Bukan tanpa alasan, film itu berhasil menguras habis tenaga saya entah untuk tertawa, kagum, bahkan menghabiskan tisu di meja kerja. Bahkan terakhir kali nonton film itu bareng teman-teman, saya justru tidak bisa lagi nangis saking tidak bisa menahan ketawa karena teman-teman saya justru nangis sambil teriak-teriak bak anak kecil meronta minta dibelikan es krim.
Masih banyak film India lainnya yang menurut saya bagus, banyak pelajarannya, dan sudah banyak dikenal khalayak umum seperti 3 Idiots, Lagaan, Taare Zameen Par, Barfi, Dangal, Peekay, Andhadhun, dan lain sebagainya. Hampir semua film India bagi saya selalu punya korelasi kuat dengan kehidupan di Indonesia. Makanya tidak jarang saya menaruh curiga, jangan-jangan emang film India diproduksi untuk menyindir Indonesia.
Film India yang terakhir saya tonton adalah Johaar. Film ini dirilis bulan Agustus tahun 2020 lalu. Setelah menontonnya, saya justru menjadi semakin cemas kalau film India semakin sulit laku di Indonesia. Lantaran Johaar menurut saya memperpanjang daftar film India yang patut diduga paling berkorelasi dengan sadis nan beringas menyindir Indonesia.
Bagaimana tidak, film Johaar mengangkat banyak isu yang sangat relevan di kehidupan Indonesia. Biasanya film India cuma mengangkat satu hingga tiga isu utama, ini lima isu bahkan lebih sekaligus! Lantaran tidak mungkin saya tuliskan semua, maka akan saya coba beberkan beberapa hal saja, tentu dengan menaruh penuh kecurigaan dan dugaan.

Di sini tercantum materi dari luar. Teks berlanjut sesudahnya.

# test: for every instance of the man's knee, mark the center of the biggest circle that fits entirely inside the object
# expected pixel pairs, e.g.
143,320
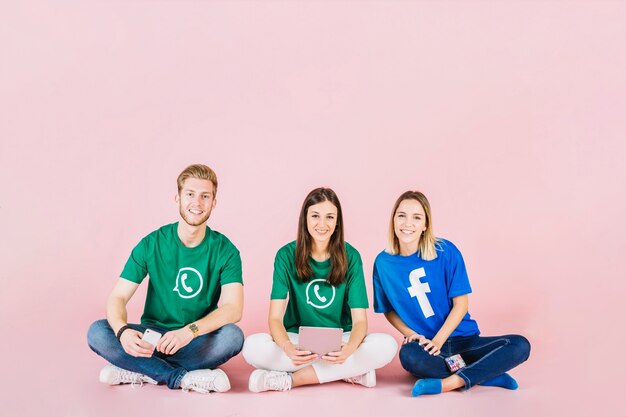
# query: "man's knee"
231,338
520,347
98,334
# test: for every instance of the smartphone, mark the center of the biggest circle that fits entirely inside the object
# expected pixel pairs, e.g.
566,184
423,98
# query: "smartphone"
455,362
151,337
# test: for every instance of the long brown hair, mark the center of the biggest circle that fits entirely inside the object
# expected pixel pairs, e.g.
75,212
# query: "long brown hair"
336,246
428,244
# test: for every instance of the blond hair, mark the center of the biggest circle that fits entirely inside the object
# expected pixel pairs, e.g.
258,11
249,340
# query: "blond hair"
199,171
427,247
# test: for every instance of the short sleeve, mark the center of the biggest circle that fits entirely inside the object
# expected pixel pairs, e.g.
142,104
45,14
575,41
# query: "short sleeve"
136,267
457,280
381,303
355,282
231,270
280,285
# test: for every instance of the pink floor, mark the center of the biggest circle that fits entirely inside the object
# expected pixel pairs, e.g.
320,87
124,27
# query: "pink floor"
49,388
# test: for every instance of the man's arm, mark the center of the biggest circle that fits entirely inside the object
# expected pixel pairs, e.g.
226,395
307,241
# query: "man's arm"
117,318
229,311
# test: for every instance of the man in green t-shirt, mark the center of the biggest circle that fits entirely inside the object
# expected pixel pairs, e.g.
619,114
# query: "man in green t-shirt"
191,269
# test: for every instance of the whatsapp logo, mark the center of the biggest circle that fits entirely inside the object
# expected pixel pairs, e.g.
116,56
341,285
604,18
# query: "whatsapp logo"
319,293
188,283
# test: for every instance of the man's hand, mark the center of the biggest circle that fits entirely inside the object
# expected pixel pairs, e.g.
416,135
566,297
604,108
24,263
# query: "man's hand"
174,340
339,356
134,346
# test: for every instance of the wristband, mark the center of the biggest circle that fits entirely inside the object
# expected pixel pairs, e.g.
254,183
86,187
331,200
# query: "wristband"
121,330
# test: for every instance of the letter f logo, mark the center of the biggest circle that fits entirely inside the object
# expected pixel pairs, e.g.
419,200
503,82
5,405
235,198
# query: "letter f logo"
419,289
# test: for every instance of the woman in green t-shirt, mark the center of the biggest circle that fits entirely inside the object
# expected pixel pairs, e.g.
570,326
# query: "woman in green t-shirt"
318,282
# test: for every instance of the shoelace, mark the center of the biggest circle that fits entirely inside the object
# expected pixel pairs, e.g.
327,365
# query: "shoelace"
129,377
278,381
202,385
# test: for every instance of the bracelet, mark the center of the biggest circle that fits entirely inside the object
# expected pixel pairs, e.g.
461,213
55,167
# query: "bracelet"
121,330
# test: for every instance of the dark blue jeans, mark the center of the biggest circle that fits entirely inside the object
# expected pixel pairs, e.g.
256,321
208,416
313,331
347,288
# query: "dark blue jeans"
485,357
204,352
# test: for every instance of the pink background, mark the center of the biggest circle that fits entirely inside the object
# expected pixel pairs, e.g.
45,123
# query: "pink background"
510,116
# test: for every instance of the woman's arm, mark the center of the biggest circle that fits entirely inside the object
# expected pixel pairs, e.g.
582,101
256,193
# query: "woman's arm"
358,333
459,309
279,334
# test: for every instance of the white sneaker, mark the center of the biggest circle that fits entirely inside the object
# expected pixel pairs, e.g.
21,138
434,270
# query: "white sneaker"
262,380
205,381
113,375
368,379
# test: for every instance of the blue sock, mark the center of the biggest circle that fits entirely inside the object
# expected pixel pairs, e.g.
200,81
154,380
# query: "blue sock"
426,386
503,381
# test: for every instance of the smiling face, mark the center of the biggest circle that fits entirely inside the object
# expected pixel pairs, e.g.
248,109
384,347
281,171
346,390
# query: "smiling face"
195,201
409,222
321,220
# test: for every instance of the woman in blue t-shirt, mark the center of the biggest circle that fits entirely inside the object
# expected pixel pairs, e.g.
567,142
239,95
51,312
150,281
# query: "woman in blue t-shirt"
421,285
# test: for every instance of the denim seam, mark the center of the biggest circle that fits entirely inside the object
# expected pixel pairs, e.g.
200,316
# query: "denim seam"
485,345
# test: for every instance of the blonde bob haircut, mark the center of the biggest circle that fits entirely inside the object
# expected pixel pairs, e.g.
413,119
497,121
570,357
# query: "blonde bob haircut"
198,171
428,244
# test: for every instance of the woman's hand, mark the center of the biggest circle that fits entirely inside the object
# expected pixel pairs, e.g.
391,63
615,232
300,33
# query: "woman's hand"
430,346
298,357
413,338
339,356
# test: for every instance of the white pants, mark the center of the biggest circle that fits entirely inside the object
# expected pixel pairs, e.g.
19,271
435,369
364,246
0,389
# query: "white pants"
376,351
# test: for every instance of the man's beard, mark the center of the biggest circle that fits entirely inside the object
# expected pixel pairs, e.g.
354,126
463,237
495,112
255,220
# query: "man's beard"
183,214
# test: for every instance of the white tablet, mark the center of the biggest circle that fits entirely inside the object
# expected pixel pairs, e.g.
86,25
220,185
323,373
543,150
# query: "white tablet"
320,340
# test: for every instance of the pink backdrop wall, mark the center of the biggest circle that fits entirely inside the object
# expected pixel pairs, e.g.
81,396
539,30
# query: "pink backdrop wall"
508,115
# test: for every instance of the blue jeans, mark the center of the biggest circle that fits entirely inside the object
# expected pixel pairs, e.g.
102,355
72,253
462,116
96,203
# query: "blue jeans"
486,357
204,352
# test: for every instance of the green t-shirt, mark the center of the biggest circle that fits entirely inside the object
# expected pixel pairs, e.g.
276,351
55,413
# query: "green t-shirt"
317,303
185,283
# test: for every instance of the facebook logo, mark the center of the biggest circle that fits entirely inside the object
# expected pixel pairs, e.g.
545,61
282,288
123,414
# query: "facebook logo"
419,289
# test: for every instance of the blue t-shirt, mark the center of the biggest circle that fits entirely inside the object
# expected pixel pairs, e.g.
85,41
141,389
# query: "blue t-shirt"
421,292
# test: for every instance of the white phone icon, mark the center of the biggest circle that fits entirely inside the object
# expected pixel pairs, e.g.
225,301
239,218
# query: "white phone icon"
182,282
316,289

#1 Atlet potensial yang tak terfasilitasi
Digambarkan dalam film tersebut seorang anak (sebut saja si A) yang ikut banting tulang membantu ayahnya menjadi pemeran sirkus jalanan. Lantaran kebiasaannya selain bermain sirkus ialah lari, tak jarang A mengikuti arahan pelatih atlet dari kejauhan dan berlari layaknya atlet lain yang berada di trek lari.
Sampai sang pelatih pun dibuat terkesima kemudian membinanya hingga pada akhirnya A berhasil masuk ke semacam pelatihan untuk ajang olimpiade. Lalu, A diserahkan ke pelatih barunya di kamp pelatihan.

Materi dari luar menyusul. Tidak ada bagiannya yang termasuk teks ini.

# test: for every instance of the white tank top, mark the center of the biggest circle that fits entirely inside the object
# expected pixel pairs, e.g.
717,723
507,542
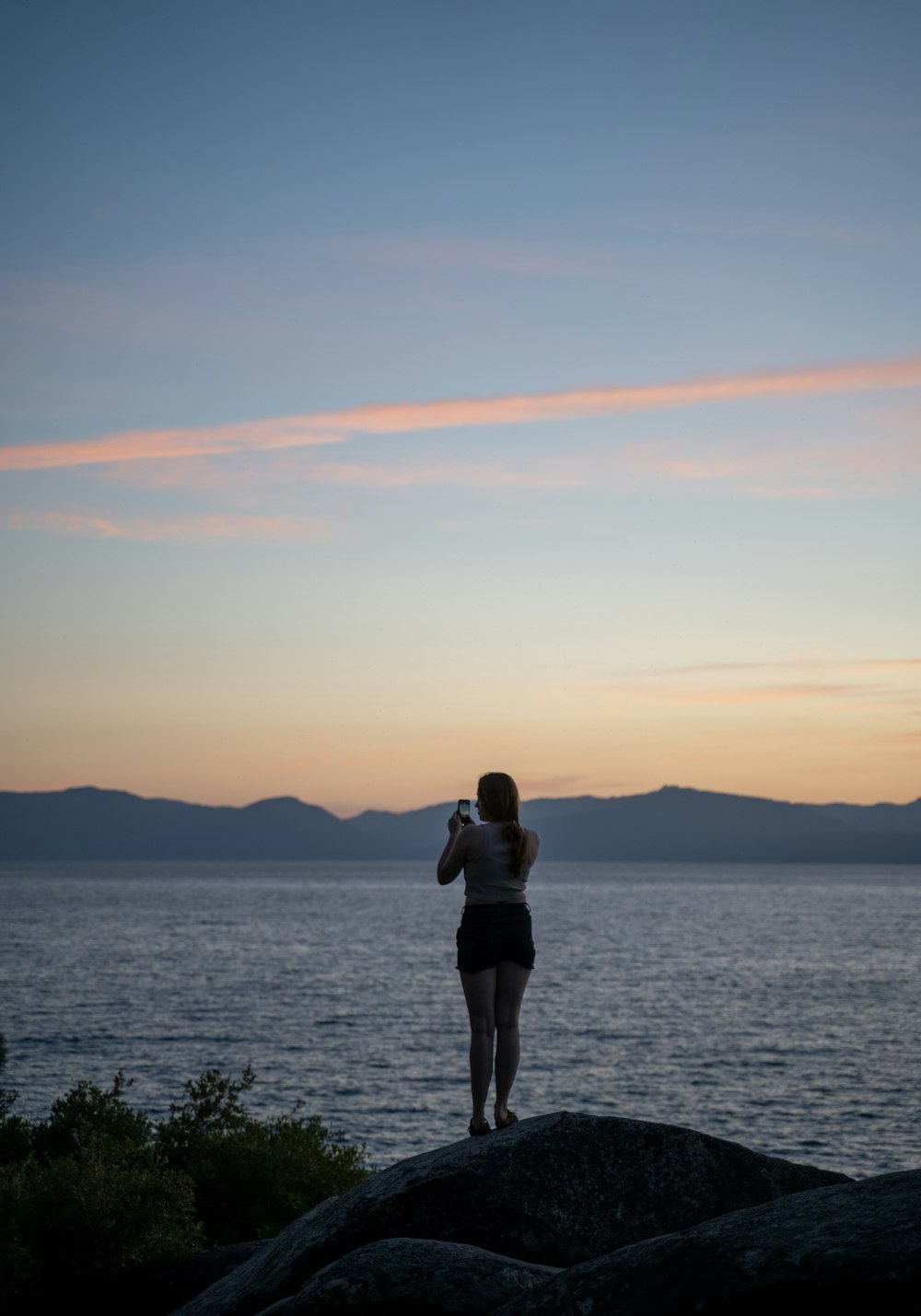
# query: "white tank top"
488,878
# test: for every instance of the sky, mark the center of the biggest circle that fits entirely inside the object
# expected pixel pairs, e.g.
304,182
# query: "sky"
401,391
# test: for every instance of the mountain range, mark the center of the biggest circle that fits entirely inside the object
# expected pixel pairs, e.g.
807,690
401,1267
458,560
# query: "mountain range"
670,824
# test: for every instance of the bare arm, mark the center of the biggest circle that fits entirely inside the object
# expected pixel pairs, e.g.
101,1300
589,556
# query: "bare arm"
456,853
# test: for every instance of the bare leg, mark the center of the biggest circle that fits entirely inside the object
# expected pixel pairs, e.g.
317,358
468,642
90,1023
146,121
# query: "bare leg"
511,982
479,991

Si A ini dikeluhkan manajemen pelatihan karena asupan kalsiumnya yang kurang hingga berakibat kurang bagus kondisi tubuhnya. Namun, anehnya ketika di kamp pelatihan si anak justru diberikan asupan apa adanya, sampai pada akhirnya si anak ini mendatangi pelatih barunya kemudian menampar pelatihnya di depan teman-temannya. *Plakkk!!!* Telak sekali, Bung!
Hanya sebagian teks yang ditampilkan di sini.